A Vindication of the Rights of Woman Women and Femininity
By Mary Wollstonecraft
Women and Femininity
Rousseau declares that a woman should never, for a moment, feel herself independent, that she should be governed by fear to exercise her natural cunning, and made a coquettish slave in order to render her a more alluring object of desire, a sweeter companion to man, whenever he chooses to relax himself. (2.24)
Jean-Jacques Rousseau isn't going to win any awards for progressive gender politics. The guy pretty much thinks that women's only strength is their ability to manipulate and deceive men. He also thinks that their only purpose in life should be to look pretty and obey men.
[Women] were made to be loved, and must not aim at respect, lest they should be hunted out of society as masculine. (2.58)
Wollstonecraft knows that there's a big stigma against women who become well educated and try to gain power in male-dominated society. They'll get called manly or even the b-word just for demanding the same kind of respect that men do.
To preserve personal beauty, woman's glory! the limbs and faculties are cramped with worse than Chinese bands, and the sedentary life which they are condemned to live, whilst boys frolic in the open air. (3.12)
It is time to effect a revolution in female manners—time to restore to them their lost dignity—and make them, as a part of the human species, labour by reforming themselves to reform the world. (3.25)
Wollstonecraft thinks that the time has come for women to become equal members of society and to receive all of the same social privileges that men do. There is no way this type of change would ever make the world worse. It can only make things better because it will prepare women to contribute more productively to modern society.
I am fully persuaded that we should hear of none of these infantine airs, if girls were allowed to take sufficient exercise, and not confined in close rooms till their muscles are relaxed, and their powers of digestion destroyed. (4.34)
Wollstonecraft is certain that women would be much stronger and more active if they were given the same upbringing as men. She also thinks that women wouldn't act like children if they weren't treated like them.
This is the very point I aim at. I do not wish them [women] to have power over men; but over themselves. (4.34)
Wollstonecraft is not arguing for a woman-dominated society. What she wants is for women to be reasonable and intelligent, and there's no way for them to achieve this goal unless they receive the same education as men and learn to control their emotions by using their words.
In nurseries, and boarding-schools, I fear, girls are first spoiled; particularly in the latter. A number of girls sleep in the same room, and wash together. (7.23)
Wollstonecraft might be all about women's rights, but she strongly believes that having women hang out together all the time is a bad thing. She thinks that they should be in mixed company as often as possible, because they don't learn anything about the world when they only hang around themselves.
To say the truth women are, in general, too familiar with each other, which leads to that gross degree of familiarity that so frequently renders the marriage state unhappy. (7.24)

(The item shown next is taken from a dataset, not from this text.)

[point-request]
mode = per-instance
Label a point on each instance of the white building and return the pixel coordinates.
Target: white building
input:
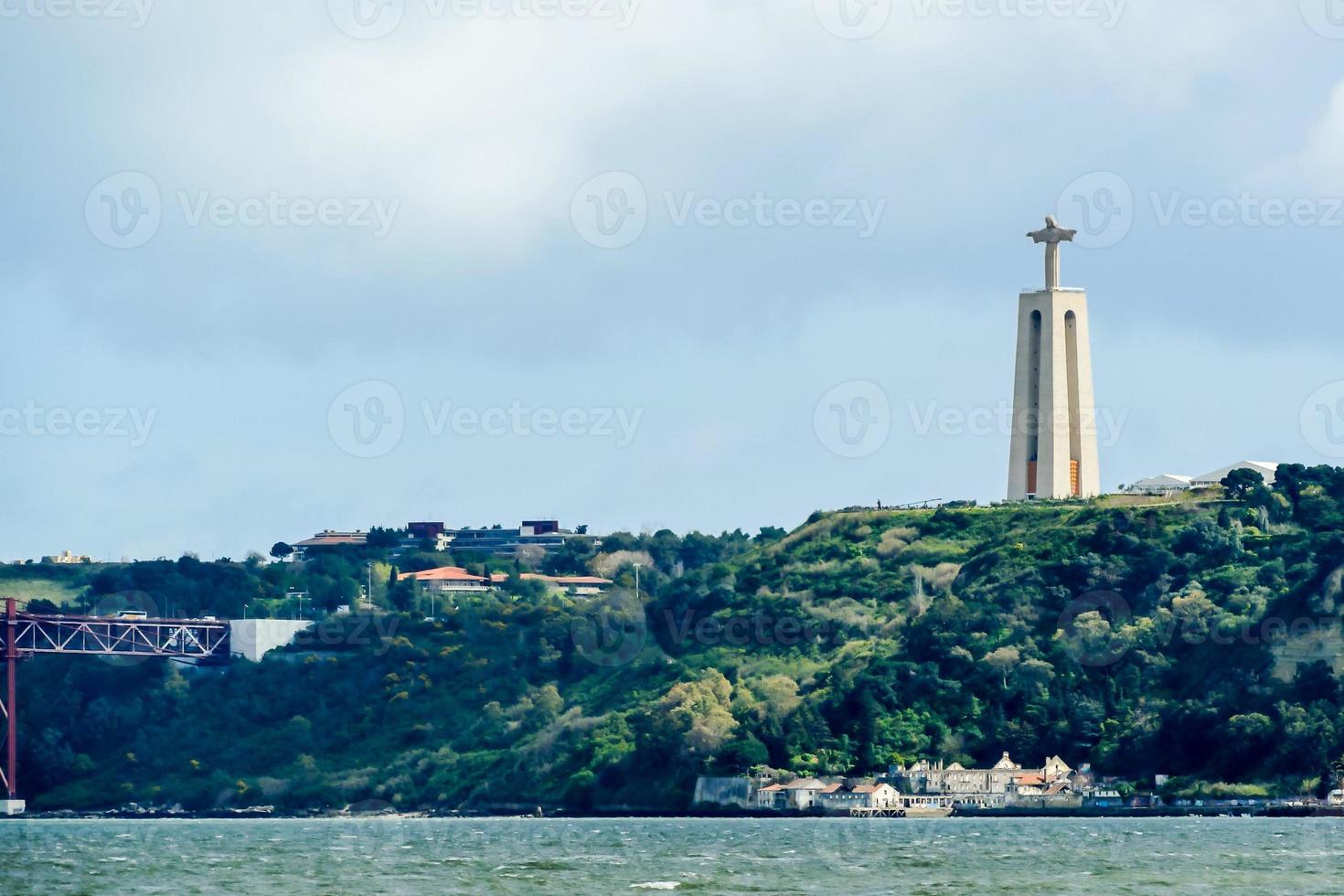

For Wollstonecraft, women spend too much time in the company of other women, and this familiarity ends up leading to unhappy marriages. Maybe it's because women just hang out all day and talk about their husbands' shortcomings.
But sense will always preponderate; and if women be not, in general, brought more on a level with men, some superiour women, like the Greek courtezans, will assemble the men of abilities around them, and draw from their families many citizens, who would have stayed at home had their wives more sense. (12.73)
If society doesn't step up and give women more rights and advantages, all of the smart women will find ways to attract men to them. And the people who'll be truly sorry will be the wives that these men leave behind so that they can be with someone smarter.
Let woman share the rights and she will emulate the virtues of man; for she must grow more perfect when emancipated, or justify the authority that chains such a weak being to her duty. (13.75)
There is nothing bad that could come from giving women more of a chance to educate themselves and to share the same civic rights that men have. If they get these rights and prove themselves unworthy, then all they'll do is justify the power that men have over them. Basically Wollstonecraft is saying "If you think women are lesser than men, let's prove it by giving them a chance. What are you afraid of?"